3.7 KiB
3.7 KiB
summary, read_when
| summary | read_when | |
|---|---|---|
| Voice wake and push-to-talk modes plus routing details in the mac app |
|
Voice Wake & Push-to-Talk
Updated: 2025-12-23 · Owners: mac app
Modes
- Wake-word mode (default): always-on Speech recognizer waits for trigger tokens (
swabbleTriggerWords). On match it starts capture, shows the overlay with partial text, and auto-sends after silence. - Push-to-talk (Right Option hold): hold the right Option key to capture immediately—no trigger needed. The overlay appears while held; releasing finalizes and forwards after a short delay so you can tweak text.
Runtime behavior (wake-word)
- Speech recognizer lives in
VoiceWakeRuntime. - Trigger only fires when there’s a meaningful pause between the wake word and the next word (~0.45s gap).
- Silence windows: 2.0s when speech is flowing, 5.0s if only the trigger was heard.
- Hard stop: 120s to prevent runaway sessions.
- Debounce between sessions: 350ms.
- Overlay is driven via
VoiceWakeOverlayControllerwith committed/volatile coloring. - After send, recognizer restarts cleanly to listen for the next trigger.
Lifecycle invariants
- If Voice Wake is enabled and permissions are granted, the wake-word recognizer should be listening (except during an explicit push-to-talk capture).
- Overlay visibility (including manual dismiss via the X button) must never prevent the recognizer from resuming.
Sticky overlay failure mode (previous)
Previously, if the overlay got stuck visible and you manually closed it, Voice Wake could appear “dead” because the runtime’s restart attempt could be blocked by overlay visibility and no subsequent restart was scheduled.
Hardening:
- Wake runtime restart is no longer blocked by overlay visibility.
- Overlay dismiss completion triggers a
VoiceWakeRuntime.refresh(...)viaVoiceSessionCoordinator, so manual X-dismiss always resumes listening.
Push-to-talk specifics
- Hotkey detection uses a global
.flagsChangedmonitor for right Option (keyCode 61+.option). We only observe events (no swallowing). - Capture pipeline lives in
VoicePushToTalk: starts Speech immediately, streams partials to the overlay, and callsVoiceWakeForwarderon release. - When push-to-talk starts we pause the wake-word runtime to avoid dueling audio taps; it restarts automatically after release.
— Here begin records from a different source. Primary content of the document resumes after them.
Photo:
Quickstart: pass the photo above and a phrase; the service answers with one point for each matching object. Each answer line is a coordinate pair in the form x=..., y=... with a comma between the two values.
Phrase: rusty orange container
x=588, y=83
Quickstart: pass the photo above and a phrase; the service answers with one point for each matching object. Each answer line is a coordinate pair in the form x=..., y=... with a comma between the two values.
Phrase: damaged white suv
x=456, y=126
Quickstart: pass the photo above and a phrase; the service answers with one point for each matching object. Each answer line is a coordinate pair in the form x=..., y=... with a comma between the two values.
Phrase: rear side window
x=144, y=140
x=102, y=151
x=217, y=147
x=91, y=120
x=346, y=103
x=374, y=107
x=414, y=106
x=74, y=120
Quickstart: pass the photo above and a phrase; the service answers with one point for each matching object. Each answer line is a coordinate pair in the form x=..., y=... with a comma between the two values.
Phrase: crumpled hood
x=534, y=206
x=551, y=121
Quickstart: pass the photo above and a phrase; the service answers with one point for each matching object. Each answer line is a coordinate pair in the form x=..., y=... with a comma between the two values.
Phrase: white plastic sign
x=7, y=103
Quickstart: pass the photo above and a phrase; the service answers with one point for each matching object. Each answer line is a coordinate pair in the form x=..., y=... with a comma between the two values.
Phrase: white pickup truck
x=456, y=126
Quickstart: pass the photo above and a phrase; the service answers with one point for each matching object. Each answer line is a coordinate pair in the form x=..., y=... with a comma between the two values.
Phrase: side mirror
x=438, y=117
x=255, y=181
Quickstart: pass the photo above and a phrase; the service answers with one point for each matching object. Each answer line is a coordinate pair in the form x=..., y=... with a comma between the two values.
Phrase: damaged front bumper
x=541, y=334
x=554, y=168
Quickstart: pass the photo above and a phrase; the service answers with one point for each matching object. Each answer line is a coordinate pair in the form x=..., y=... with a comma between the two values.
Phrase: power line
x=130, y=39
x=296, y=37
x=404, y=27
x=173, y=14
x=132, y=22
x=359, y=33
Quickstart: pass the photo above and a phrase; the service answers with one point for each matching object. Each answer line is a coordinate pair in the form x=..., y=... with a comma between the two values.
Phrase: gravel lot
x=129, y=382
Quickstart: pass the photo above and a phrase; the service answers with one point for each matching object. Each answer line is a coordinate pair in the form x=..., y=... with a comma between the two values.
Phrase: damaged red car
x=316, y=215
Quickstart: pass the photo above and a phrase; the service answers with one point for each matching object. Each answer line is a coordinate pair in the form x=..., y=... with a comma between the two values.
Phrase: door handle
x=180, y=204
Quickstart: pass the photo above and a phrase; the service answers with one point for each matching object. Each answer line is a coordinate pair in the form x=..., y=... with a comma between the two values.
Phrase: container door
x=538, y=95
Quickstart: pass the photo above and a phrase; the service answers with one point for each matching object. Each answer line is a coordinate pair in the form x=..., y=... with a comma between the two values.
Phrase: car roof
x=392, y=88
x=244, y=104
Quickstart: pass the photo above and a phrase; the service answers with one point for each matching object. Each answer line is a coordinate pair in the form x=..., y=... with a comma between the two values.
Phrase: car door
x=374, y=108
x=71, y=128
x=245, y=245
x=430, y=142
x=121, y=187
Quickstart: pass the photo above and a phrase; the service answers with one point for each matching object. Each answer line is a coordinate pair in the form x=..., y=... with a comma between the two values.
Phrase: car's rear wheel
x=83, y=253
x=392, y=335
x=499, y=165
- Permissions: requires Microphone + Speech; seeing events needs Accessibility/Input Monitoring approval.
- External keyboards: some may not expose right Option as expected—offer a fallback shortcut if users report misses.
User-facing settings
- Voice Wake toggle: enables wake-word runtime.
- Hold Cmd+Fn to talk: enables the push-to-talk monitor. Disabled on macOS < 26.
- Language & mic pickers, live level meter, trigger-word table, tester.
- Sounds: chimes on trigger detect and on send; defaults to the macOS “Glass” system sound. You can pick any
NSSound-loadable file (e.g. MP3/WAV/AIFF) for each event or choose No Sound.
Forwarding behavior
- When Voice Wake is enabled, transcripts are forwarded to the active gateway/agent (the same local vs remote mode used by the rest of the mac app).
- Replies are delivered to the last-used main surface (WhatsApp/Telegram/Discord/WebChat). If delivery fails, the error is logged and the run is still visible via WebChat/session logs.
Forwarding payload
VoiceWakeForwarder.prefixedTranscript(_:)prepends the machine hint before sending. Shared between wake-word and push-to-talk paths.
Quick verification
- Toggle push-to-talk on, hold Cmd+Fn, speak, release: overlay should show partials then send.
- While holding, menu-bar ears should stay enlarged (uses
triggerVoiceEars(ttl:nil)); they drop after release.